I have no lingering effects of the pulmonary embolism, except for what I’ve stated above, and having the reminder that life is worth living in a good way, is a great lasting effect.

I remember when I turned forty, I decided I wasn’t going to allow unhappy people to bring me down, nor was I going to put up with their manipulation, or tolerate the pain they intended to cause.

Ten years later, when I turned fifty, I decided the same thing . . . just different people. So here I am, only five years later, but reacknowledging the commitment anyway, because instead of an age milestone, it’s an alive milestone.

I vow to remain steadfast to the commitments I’ve made to myself first, because if I don’t take care of me, I can’t be useful to anyone else. And if anyone tries to sabotage, manipulate, or derail me, I will refuse to allow it.

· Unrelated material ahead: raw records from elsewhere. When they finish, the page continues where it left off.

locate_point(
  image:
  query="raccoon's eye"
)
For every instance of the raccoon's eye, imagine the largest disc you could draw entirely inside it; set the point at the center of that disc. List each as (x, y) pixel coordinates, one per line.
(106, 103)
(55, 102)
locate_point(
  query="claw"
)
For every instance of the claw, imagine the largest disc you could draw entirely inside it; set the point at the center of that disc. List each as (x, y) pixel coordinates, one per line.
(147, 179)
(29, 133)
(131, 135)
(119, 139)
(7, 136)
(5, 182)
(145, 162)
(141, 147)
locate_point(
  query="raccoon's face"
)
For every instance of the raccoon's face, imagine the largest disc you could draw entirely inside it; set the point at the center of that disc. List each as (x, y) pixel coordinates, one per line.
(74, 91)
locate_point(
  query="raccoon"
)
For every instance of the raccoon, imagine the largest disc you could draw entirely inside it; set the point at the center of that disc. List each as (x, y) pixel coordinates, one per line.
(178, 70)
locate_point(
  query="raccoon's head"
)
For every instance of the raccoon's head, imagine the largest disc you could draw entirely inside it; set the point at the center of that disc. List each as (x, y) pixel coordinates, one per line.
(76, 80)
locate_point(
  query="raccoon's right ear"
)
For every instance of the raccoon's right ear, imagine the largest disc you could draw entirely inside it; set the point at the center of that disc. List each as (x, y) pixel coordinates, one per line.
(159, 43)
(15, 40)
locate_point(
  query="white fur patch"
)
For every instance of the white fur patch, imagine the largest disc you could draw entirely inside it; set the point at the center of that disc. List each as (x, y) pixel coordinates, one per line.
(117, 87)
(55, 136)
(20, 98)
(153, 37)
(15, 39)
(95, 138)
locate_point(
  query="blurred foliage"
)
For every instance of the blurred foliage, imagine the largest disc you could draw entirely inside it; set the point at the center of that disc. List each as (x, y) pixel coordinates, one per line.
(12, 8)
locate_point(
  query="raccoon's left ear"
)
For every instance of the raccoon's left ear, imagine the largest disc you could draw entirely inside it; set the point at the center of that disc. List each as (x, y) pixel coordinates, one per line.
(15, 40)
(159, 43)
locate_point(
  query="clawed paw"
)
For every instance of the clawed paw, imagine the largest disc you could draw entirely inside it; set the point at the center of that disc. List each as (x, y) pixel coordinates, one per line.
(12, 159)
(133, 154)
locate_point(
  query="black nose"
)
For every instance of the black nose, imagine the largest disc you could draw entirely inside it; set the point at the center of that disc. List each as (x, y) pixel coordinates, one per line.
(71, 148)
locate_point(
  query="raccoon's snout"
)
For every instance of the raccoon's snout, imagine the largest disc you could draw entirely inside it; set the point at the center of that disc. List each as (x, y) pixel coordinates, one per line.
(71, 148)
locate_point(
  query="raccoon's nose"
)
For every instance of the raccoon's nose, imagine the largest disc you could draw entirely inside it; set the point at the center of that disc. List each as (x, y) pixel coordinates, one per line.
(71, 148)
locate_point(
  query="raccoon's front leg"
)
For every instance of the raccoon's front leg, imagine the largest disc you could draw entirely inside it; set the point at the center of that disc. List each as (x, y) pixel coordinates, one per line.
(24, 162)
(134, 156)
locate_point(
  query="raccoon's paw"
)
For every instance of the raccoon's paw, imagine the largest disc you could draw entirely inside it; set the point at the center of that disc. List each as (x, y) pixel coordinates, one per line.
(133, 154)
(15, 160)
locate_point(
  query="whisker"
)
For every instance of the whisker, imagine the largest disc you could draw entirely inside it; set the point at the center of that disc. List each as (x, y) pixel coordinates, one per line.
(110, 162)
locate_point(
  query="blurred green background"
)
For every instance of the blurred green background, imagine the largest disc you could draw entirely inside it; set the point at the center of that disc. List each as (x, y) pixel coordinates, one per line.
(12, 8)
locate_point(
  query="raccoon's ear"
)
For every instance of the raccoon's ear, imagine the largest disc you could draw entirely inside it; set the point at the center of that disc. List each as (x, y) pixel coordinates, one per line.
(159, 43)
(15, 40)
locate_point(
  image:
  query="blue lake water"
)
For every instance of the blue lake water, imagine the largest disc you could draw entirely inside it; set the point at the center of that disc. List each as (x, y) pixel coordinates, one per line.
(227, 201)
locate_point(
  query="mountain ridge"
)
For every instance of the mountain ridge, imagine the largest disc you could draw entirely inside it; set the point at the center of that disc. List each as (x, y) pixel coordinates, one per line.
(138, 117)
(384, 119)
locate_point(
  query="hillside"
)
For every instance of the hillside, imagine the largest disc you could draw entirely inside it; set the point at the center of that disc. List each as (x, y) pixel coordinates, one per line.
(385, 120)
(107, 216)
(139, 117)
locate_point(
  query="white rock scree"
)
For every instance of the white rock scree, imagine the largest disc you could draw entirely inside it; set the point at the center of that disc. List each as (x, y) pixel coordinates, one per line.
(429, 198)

Tuesday, February 27, 2018

Thumbs Up, Thumbs Down for Memories

I wish there were a way to force our brains to forget that which we never want to think about again, and remember the stuff we don’t ever want to forget.

Riding in the car today, something, I have no idea what, made me remember something I’d really rather never think about again. Now, when I’m trying to remember what it was, I can’t, and that’s a good thing . . . because I wish I wouldn’t have remembered it in the first place.

If only we could hit the thumbs up or thumbs down button on our memories. Oh, that one? No, I’d rather not think of it again. Thumbs down, move on to the next. And if only our brains had the algorithms of the Pandora app, so it would then filter out any similar memories from the playlists of our lives.

The ones that pop into our heads are bad enough, but what about those memories that are forced on us? 

“Remember the [horrible] nickname people called you in high school?” 
“Um, yeah. And thank you for reminding of something there wasn’t any reason for me to ever think about again.”

“Remember when you were eleven and you said…”
“I wouldn’t have any recollection of whatever it was if you didn’t remind me of it every time I saw you.”

And then there are those that aren’t said as reminders, but to impart new knowledge of something you never needed to know, something you never wanted to know, that becomes a two-headed monster. One head is the thing itself, and the other is having to now carry another unwanted, unneeded burden—something that given the choice we would’ve hit the thumbs down button before we heard the first bar.

I have countless wonderful memories. Hundreds of thousands of them. Every once in a while someone will say . . . remember when we . . . and I’ll think . . . no, actually I don’t. And then they’ll toss in a few more reminders and little bits of that happy time comes floating back like a stream, when instead you’d so much rather have a rushing waterfall of good memories, rather than the never-ending Niagara Falls of bad ones.

Sunday, February 11, 2018

The Way We See Men

I am editing one of my back list books right now, one that has drawn harsh criticism from readers regarding the heroine. I’ve spent a lot of time mulling over the criticism, taking weeks and months between hearing it and then going back to re-read what I wrote.

In this story, she is twenty-two years old. She’s lived with her single mother her whole life, with the exception of when she was away at college. She’s naive and hasn’t been in a relationship BECAUSE she’s secretly been in the love with the (older) boy next door since she was a child.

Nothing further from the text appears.